April 28, 2010 WeMarketHealthCare

Most Important & Least Followed Rule: Measure Results

One of the most infamous sayings about advertising is, “Half of my marketing money is wasted. The problem is I don’t know which half.” Somebody should have fired the guy who said that.

The truth is, you need to know which half (or quarter or eighth) is working for you. Another truth: there’s really no reason you can’t know. That’s not to say measuring results is easy, but it is a must. Read on, and you’ll forever avoid being one of the non-measuring masses.

STEP ONE:
 Measure The Right Things

As professional marketers, we’re constantly surprised by how few businesses measure their results, despite often spending hundreds of thousands of dollars a year on marketing. First tip: skip the really fancy, really expensive measuring software. A simple Excel spreadsheet and a few formulas (or worse case scenario, a calculator) should do just fine. Let’s take a client whose business is selling vintage movie posters. We suggest they list all their marketing initiatives vertically: Print ad in Entertainment Weekly, web banner ad on imdb.com, booth at the mall, etc. (Anywhere you can potentially gain a customer.) Then, horizontally across, list all the measurables: Cost of each initiative, number of leads generated, number of sales generated, cost per lead (CPL), cost per sale (CPS), gross revenue and net revenue. Those are the most basic metrics. Then, as sales come in, simply fill in the blanks.

Now, you’ll know that imdb.com generated $30,000 in new business with a $5,000 investment. A win. But the mall booth, while generating $1000 on a $500 investment (a nice return) doesn’t match the ROI at imdb.com. Not to mention, it doesn’t take up time you could be doing something else to grow your company. (We measure time expenditure in our own tracking at Spark.) So ditch the mall, put the extra grand into imdb.com and be on the lookout for more online opportunities.

STEP TWO: 
You have to ask, silly.

Keeping your finger on the pulse of your customers is essential. Track where people heard about you and what about your ad prompted them to take action. It’s a no-brainer but few companies do it. E-surveys are a great way to do this. Call Spark if you’d like us to set up an e-survey so you can conduct your own market research.

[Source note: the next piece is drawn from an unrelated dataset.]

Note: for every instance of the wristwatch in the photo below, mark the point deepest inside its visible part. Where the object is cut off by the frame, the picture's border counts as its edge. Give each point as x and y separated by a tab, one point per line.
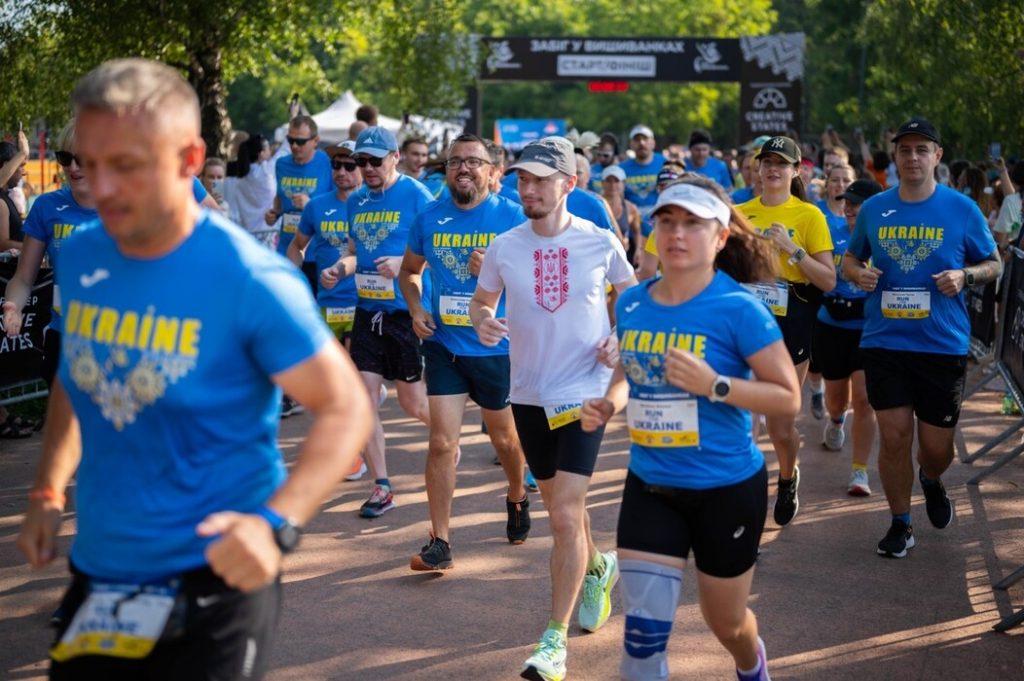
286	531
720	388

While anecdotal information isn’t as measurable from a data standpoint, it can be equally important in measuring. Talk to potential customers, clients, patients, etc. and ask what they’re doing, watching, participating in.

STEP THREE:
 Refine and retry.

Once you have your measurements, adjust accordingly. Amplify what’s working and scale back what isn’t. Then measure again. Customers and their tastes are continually changing. TV ratings are rarely consistent and a new opportunity on a social networking site might arise. Everything’s continually influx.

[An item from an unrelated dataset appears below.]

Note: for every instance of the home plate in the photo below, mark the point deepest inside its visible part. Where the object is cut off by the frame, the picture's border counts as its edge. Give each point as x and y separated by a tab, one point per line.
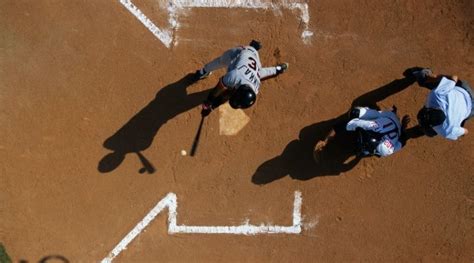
231	121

Finally, remember, marketing initiatives can still be successful even if they don’t lead to an immediate increase in sales. Often times, increasing awareness and elevating your brand image leads to sales down the road and long term growth. Conversely, that ad you ran with the big, bold type and a million exclamation marks might have led to short-term interest but damaged your overall image. So ask, ask, ask.

While every ad agency encourages you to advertise, only agencies doing their job encourage you to measure. At Spark, we say measure away.